Ce que cet objet nous raconte.
Ancrée dans les recherches de terrain, les fonds muséaux et la littérature spécialisée — racontée avec respect pour le contexte dans lequel cet objet a vu le jour.
DOGON Figure humaine abstraite de bâton d'autel avec des cloches magiques (éditeur "DOGON", 1ère moitié du 20e siècle, 146 cm)
Cette baguette, qui atteint une hauteur immense de 146 cm, présente une figure abstraite fermée et sinueuse à son sommet, tandis que la partie inférieure de la tige abrite un anneau de crochets orientés vers le bas, auxquels sont suspendues des cloches en fer. L'ensemble de l'œuvre est recouvert d'une rouille de terre sombre et friable.
1. Style esthétique - verticalité extrême et géométrie fermée
Avec une hauteur de près d'un mètre, cette barre monumentale ressemble à un énorme axis mundi. Le forgeron a toutefois détourné la pointe d'oran typiquement dogon (avec les bras ouverts). Au lieu de cela, la figure est forgée à la pointe en une série de boucles de fer fermées et reliées entre elles. Cette géométrie fermée suggère une introspection intense, un endiguement et une accumulation de nyama (force vitale). Elle représente un esprit ancestral qui a complètement intériorisé le savoir cosmique, le fermant aux non-initiés et créant une silhouette au mystère impénétrable.

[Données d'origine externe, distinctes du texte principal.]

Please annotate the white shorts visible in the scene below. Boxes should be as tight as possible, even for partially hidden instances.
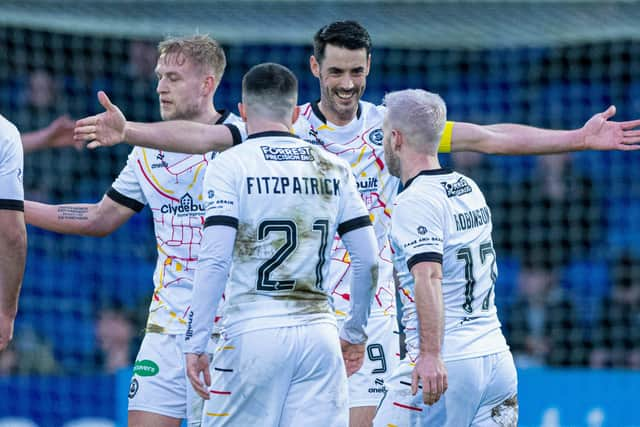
[373,351,518,427]
[339,315,400,408]
[129,333,215,426]
[202,323,349,427]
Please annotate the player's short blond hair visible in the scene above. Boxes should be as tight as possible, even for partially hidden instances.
[384,89,447,154]
[158,34,227,83]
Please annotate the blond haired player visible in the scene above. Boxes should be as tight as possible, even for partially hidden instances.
[26,36,244,427]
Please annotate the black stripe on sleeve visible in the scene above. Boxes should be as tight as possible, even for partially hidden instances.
[338,215,372,236]
[407,252,442,271]
[0,199,24,212]
[107,187,144,212]
[203,215,238,229]
[224,123,242,145]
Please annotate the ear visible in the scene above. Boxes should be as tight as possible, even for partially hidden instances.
[309,55,320,78]
[291,105,300,124]
[365,54,371,76]
[202,75,217,95]
[238,102,247,122]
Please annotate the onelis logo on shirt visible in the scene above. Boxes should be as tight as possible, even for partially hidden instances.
[160,193,205,216]
[133,359,160,377]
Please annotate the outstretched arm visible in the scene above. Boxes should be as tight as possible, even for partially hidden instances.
[451,106,640,155]
[24,196,136,237]
[22,116,83,154]
[0,209,27,351]
[74,91,234,154]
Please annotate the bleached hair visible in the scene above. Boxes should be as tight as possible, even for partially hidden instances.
[384,89,447,154]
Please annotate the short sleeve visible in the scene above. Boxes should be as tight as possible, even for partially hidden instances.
[391,195,444,270]
[203,151,239,228]
[0,126,24,211]
[338,164,371,236]
[107,148,147,212]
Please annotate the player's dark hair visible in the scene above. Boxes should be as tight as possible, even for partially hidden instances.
[313,21,371,63]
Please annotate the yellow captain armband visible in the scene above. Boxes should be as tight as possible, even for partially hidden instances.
[438,122,455,153]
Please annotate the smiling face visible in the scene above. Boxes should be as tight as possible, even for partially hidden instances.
[156,53,206,120]
[311,44,371,125]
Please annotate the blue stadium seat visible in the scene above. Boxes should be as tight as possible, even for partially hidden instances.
[560,258,611,324]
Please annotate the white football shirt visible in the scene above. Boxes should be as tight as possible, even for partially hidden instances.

2Ème fonction rituelle - Dressage des sorcières au sol
L'ingéniosité de ce bâton réside dans la disposition de ses éléments magiques actifs. Alors que la figure supérieure est fermée et passive, la partie inférieure - placée près de la terre - est extrêmement agressive. L'écran composé de crochets pointant vers le bas et de cloches suspendues agit comme un piège spécial au sol. Il a été conçu pour capturer les esprits maléfiques rampants et proches du sol ou les malédictions dirigées vers le terrain des Hogon et déclencher une alarme en faisant sonner les cloches, tout en plaquant physiquement la force maléfique au sol.
3. Patine physique - résistance structurelle et désintégration fragile
Le forgeage d'une seule tige de fer continue de 146 centimètres de long sans outils industriels modernes nécessite une habileté métallurgique étonnante, car le fer doit être chauffé et extrait à plusieurs reprises sans se fissurer. La rouille épaisse et fragile qui recouvre l'ensemble de la pièce, écaillant et creusant la surface, témoigne de sa longue installation continue à l'extérieur. Malgré cette grave détérioration terrestre au 20e siècle, les fines boucles des cloches et la pointe fermée sont restées intactes, ce qui prouve la durabilité exceptionnelle de la pièce forgée originale à haute teneur en carbone.